In a recent BMJ blog Steve Ruffenach made some excellent points on the importance of balancing “accept” and “except” in approaching “Tech” in medicine.
However, as we continue to feel the pressure of realizing “meaningful use” of electronic medical records (often with attendant requirements for documentation, reporting, and ad-nauseam clicks of different buttons in each patient’s chart), I’ve been intrigued by growing evidence suggesting we need rather to focus on “wise use.”
Some seem to feel that the more systems (usually supported by “tech”) that we implement in medicine, the better and safer our patient care will be . . . but I am not so sure:
• Just this month, a study in the Journal of the American Board of Family Medicine documented an association between implementation of a web based patient portal and increased patient phone calls to the office. So much for using web based platforms to streamline patient communication.
• Another study earlier this summer in the Annals of Family Medicine found that asking patients to address their “Quality of Life Goals” in pre-visit paper questionnaires (no electronics here) led to reduced expressions of physician empathy during the office visit.

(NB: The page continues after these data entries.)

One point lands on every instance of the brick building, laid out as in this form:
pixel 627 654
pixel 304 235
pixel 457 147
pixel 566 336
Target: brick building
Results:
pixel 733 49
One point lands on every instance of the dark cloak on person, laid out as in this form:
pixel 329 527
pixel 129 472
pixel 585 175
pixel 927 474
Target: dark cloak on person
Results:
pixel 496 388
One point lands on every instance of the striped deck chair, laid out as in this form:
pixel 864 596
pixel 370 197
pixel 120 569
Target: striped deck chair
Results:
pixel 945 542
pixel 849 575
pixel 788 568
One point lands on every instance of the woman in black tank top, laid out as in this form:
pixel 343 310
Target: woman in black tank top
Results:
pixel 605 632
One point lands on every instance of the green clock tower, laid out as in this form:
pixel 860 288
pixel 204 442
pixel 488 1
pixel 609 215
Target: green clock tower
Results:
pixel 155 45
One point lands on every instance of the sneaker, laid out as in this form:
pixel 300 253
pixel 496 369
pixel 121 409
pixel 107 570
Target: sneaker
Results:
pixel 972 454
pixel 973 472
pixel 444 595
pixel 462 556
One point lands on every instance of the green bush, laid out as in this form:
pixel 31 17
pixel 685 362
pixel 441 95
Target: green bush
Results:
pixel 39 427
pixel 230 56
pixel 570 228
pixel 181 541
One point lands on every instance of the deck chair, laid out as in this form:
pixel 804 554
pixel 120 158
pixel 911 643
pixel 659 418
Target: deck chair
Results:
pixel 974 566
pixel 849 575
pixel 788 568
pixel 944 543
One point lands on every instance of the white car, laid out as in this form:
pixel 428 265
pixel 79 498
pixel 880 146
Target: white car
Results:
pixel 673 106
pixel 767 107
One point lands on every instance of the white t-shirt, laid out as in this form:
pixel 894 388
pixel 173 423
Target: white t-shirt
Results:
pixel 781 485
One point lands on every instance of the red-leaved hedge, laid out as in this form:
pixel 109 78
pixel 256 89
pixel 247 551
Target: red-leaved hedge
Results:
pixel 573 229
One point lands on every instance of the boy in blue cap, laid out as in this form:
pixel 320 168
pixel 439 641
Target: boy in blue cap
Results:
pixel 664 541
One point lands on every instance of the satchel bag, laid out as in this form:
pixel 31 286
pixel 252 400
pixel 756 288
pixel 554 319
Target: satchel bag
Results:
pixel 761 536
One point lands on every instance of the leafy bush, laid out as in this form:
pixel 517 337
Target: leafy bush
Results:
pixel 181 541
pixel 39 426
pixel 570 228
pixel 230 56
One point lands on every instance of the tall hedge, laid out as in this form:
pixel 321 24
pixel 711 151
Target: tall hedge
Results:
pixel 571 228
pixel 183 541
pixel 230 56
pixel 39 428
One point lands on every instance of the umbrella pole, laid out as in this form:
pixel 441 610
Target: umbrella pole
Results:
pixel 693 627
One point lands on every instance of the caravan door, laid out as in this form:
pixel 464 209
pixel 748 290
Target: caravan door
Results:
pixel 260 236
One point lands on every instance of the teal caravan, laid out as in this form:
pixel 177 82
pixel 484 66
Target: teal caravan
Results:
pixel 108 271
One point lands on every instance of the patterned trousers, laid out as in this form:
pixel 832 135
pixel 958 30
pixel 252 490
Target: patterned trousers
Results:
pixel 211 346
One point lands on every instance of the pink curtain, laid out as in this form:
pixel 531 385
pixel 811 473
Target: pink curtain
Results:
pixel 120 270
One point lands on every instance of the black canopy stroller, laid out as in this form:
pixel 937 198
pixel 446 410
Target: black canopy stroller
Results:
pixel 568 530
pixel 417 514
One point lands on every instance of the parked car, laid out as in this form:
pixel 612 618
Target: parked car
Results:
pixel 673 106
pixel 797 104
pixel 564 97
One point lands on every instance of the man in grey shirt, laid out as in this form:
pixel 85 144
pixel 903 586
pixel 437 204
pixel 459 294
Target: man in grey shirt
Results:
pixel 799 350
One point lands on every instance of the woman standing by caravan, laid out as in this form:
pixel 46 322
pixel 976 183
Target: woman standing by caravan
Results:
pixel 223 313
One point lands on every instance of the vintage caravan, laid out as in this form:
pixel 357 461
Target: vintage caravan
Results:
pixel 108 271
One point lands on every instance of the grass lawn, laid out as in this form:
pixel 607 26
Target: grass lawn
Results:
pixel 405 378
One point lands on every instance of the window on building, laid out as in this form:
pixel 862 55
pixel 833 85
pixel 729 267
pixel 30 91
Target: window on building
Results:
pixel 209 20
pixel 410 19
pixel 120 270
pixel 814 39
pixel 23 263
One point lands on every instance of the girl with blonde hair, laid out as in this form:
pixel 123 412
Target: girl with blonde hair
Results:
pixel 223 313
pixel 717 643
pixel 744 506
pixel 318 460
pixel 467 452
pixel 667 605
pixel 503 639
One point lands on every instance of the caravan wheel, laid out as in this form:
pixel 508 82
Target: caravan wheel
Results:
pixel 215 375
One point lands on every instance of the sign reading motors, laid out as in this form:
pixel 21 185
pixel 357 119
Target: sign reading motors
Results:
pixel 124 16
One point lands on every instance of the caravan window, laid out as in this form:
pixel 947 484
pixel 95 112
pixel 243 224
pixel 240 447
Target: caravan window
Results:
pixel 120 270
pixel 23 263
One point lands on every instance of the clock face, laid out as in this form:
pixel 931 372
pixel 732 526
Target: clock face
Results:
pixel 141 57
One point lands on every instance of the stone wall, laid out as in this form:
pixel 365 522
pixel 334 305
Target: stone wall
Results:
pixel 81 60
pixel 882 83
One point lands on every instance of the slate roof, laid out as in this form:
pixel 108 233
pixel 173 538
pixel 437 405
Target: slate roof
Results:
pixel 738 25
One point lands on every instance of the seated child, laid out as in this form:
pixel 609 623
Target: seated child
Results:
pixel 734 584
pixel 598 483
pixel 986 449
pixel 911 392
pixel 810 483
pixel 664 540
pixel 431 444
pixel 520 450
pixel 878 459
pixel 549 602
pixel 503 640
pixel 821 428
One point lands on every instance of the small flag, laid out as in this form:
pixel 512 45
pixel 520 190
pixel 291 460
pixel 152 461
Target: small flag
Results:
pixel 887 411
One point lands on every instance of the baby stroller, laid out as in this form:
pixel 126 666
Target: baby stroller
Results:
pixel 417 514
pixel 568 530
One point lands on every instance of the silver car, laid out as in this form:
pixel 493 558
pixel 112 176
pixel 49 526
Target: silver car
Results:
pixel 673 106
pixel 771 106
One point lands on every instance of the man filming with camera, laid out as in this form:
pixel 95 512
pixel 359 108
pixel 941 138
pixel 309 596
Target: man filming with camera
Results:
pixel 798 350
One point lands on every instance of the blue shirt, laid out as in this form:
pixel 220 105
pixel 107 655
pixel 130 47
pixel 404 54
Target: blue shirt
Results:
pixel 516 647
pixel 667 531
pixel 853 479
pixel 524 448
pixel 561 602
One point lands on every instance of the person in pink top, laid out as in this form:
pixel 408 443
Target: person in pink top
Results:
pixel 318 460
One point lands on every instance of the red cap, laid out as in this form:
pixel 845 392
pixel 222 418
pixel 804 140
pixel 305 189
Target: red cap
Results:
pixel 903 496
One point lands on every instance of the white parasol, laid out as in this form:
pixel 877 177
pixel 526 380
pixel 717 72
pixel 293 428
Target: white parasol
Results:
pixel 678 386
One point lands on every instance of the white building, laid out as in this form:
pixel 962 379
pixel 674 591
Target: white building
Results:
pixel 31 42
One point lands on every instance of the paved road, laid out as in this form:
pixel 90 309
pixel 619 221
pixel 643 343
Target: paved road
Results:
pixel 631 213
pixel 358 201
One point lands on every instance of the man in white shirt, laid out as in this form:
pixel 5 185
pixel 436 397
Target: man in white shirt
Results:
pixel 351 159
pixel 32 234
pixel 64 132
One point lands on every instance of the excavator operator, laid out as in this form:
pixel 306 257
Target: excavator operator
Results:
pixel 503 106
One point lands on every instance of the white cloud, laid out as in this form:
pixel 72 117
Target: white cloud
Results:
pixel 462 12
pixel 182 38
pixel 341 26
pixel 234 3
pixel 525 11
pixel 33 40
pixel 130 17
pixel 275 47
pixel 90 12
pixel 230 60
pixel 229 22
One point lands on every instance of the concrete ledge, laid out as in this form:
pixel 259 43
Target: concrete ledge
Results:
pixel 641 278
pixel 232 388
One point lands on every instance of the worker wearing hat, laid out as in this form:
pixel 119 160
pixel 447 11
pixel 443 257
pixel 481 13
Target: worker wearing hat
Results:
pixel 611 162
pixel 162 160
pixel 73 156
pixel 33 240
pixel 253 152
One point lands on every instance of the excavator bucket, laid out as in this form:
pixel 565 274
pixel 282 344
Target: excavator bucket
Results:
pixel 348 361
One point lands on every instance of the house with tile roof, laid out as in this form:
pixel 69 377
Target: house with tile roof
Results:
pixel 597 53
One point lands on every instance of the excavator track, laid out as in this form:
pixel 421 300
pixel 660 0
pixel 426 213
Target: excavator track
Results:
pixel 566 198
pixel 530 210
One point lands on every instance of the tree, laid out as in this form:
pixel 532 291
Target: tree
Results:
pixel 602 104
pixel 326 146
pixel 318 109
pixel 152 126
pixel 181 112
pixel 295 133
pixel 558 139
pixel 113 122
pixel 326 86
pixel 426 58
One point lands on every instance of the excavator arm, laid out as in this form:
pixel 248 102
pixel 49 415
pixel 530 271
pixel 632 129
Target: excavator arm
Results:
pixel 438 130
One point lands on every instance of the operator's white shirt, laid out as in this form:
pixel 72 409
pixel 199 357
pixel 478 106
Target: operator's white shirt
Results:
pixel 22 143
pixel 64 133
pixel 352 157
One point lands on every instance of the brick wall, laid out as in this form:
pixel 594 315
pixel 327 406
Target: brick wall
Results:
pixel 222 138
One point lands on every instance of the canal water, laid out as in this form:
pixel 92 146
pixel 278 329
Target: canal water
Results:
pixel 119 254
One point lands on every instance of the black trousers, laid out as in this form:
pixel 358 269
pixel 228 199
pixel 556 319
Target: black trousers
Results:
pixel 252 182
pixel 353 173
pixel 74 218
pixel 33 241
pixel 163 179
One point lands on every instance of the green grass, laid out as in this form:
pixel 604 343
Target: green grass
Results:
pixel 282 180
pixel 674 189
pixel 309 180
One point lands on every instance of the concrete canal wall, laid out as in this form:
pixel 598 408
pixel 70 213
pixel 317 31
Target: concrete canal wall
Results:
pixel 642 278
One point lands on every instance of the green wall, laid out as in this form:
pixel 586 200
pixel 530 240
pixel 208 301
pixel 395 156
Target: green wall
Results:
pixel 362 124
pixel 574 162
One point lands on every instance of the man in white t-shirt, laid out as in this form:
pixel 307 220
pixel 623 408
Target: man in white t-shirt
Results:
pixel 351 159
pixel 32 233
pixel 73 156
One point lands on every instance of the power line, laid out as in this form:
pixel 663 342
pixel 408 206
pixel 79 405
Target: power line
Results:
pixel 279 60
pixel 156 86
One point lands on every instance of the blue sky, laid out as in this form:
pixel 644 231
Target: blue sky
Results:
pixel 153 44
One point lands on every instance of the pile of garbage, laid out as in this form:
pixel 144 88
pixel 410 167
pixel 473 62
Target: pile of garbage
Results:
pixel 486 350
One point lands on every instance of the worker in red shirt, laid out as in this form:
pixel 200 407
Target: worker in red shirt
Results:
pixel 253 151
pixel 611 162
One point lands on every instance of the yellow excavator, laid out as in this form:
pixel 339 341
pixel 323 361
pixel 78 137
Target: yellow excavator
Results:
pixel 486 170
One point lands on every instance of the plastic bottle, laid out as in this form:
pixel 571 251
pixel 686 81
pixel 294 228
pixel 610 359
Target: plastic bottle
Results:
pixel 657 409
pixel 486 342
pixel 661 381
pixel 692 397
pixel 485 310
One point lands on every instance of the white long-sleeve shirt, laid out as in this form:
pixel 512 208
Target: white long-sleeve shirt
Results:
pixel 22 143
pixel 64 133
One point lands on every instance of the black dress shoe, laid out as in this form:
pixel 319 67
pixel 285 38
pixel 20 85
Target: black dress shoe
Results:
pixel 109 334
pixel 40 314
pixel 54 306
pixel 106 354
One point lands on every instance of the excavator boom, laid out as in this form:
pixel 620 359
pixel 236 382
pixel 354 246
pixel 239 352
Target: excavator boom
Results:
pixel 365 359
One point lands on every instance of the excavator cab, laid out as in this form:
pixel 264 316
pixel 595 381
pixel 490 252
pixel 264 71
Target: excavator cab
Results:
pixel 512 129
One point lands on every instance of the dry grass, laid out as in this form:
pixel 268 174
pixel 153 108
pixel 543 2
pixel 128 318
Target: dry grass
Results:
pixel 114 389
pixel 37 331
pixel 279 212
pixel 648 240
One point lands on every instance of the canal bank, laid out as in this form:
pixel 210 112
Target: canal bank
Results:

• And when it comes to the process of care itself, a Cochrane review found that opportunistic risk assessment and case finding of cardiovascular disease (CVD) and associated risk factors may be associated with the same reduction in all-cause and cardiovascular mortality as systematic screening. All those “preventive” outreaches may not prevent much after all.
I’ve posted before my thoughts on whether we are “getting too systematic for our own good”—and these bits of evidence shed more light on the picture. We need to be attentive to those instances in which efforts to systematize healthcare not only seem to add no benefit (as may be the case with CVD screening), but may in fact lead to poorer patient care (quality of life questionnaires?), or unwittingly add to our already heavy workload (patient portals).
Systems have their place, but that place is not everywhere. We need to think clearly, study carefully, and implement wisely those systems that may help improve care—and learn to abandon those that add nothing or make things worse.
William E Cayley Jr practices at the Augusta Family Medicine Clinic; teaches at the Eau Claire Family Medicine Residency; and is a professor at the University of Wisconsin, Department of Family Medicine.
Competing interests: “I declare that I have read and understood BMJ policy on declaration of interests and I have no relevant interests to declare.”